Sunday 24 January 2016

The Revenant Review

The Revenant is the much talked about serious Oscar contender, directed by last year's Best Director winner Alejandro Iñárritu and starring Leonardo Dicaprio, Tom Hardy, Domnhall Gleeson and Will Poulter. The film is set on the northern frontier and revolves around a group of fur trappers collecting pelts in the harsh wilderness. However, expert tracker Hugh Glass (Dicaprio) is fatally wounded and left for dead by John Fitzgerald (Hardy). Glass manages to survive and endures numerous conflicts with natives and nature as he hunts down Fitzgerald.
The Revenant is truly a cinematic accomplishment. Iñárritu shot the film on location and in natural light and despite the reported arguments and problems during production, it has payed off. The movie looks simply mesmerising. Each long shot of the winter landscape is matched by the smooth continuous takes during action scenes, a trademark of double Oscar winning cinematographer Emmanuel Lubezki. The opening scene is a perfect example of these takes. As natives attack Glass and his company, the camera tracks from different members as they are each horribly pierced by arrows and cut down. Then there is the now famous bear scene. Roughly half and hour in, Glass stumbles upon bear cubs, only for the mother to barrel towards him and brutally fling him around and rip his back and throat open, also in a tense and immersive continuous shot. The bear looks so well realised you forget it is computer generated, especially when her breath condenses on the camera lens. You may have to pick your jaw off the floor during this scene. No other film comes close to how well photographed this film, and these scenes in particular, is.
Compared to the other recent western flick The Hateful Eight, dialogue in this film is fairly minimal and often in subtitles. What dialogue there is said is well performed by the four main characters; Glass; Fitzgerald; the group's captain, Andrew Henry (Gleeson); and Jim Bridgers (Poulter). But the acting is at its best when there is no dialogue. Leonardo Dicaprio gives a tour de force performance as a man who has lost everything; a man on the brink of death with only revenge keeping him going. As he walks and crawls from threat to threat, Dicaprio keeps your attention snap on him. If he does not win an Oscar for this role, then I do not know what will. Tom Hardy (who has had an incredible year) continues his streak of great performances as the selfish antagonist Fitzgerald who (as is common with a lot of Hardy acting) mumbles and grunts a lot of his lines but it is startlingly effective.
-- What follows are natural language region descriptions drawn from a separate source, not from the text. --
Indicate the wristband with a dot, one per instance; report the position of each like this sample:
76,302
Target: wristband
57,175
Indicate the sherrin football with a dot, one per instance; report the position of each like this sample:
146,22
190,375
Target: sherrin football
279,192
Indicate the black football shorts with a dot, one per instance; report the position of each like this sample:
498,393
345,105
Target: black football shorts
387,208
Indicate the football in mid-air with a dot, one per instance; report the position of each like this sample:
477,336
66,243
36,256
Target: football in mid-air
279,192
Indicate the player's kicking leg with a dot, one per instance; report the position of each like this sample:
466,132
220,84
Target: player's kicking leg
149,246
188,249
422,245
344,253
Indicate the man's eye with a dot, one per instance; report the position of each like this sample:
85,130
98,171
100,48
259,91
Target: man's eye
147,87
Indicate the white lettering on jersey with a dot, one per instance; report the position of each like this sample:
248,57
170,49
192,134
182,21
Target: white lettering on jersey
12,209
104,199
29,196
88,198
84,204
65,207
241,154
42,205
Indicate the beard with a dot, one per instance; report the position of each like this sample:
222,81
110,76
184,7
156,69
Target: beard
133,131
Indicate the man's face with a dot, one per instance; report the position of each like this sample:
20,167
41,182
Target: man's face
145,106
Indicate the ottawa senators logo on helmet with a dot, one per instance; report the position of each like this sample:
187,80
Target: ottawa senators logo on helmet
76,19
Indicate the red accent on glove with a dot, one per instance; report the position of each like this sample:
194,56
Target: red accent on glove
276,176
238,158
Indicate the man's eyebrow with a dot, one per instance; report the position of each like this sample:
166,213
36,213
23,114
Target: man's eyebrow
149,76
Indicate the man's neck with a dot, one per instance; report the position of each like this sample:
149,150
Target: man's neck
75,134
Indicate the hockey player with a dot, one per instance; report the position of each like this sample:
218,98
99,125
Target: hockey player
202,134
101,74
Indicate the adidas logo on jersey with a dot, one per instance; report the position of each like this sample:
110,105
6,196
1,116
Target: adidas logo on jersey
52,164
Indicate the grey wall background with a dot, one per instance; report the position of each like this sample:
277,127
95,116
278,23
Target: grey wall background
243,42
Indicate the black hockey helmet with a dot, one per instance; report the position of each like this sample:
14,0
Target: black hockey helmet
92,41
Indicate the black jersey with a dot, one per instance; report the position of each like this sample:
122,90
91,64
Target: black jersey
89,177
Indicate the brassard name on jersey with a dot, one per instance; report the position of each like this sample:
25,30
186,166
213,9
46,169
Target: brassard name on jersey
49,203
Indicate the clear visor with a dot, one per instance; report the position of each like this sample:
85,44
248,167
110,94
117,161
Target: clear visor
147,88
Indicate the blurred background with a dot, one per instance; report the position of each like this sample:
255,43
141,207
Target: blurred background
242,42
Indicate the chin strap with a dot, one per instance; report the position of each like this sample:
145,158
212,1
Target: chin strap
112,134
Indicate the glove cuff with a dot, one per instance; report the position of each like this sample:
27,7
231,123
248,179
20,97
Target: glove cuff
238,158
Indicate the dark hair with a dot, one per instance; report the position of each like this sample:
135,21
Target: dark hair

Poulter and Gleeson also add very strong support.
The production design, costume and sound is deservedly Oscar nominated and the score is suitably dark and gloomy, with rare moments of when it picks up into a fast paced and tense piece of music, notably at the brutal climax.
This is a film with everything going for it; a terrific director who's intelligence to use real locations over greenscreen has paid off, an outstanding cast led by the best performance of 2015, spellbindingly absorbing cinematography and a tense, bloody duel at the end. There is not one gripe with this film and if it doesn't sweep the awards season, then knew judges and voters are needed.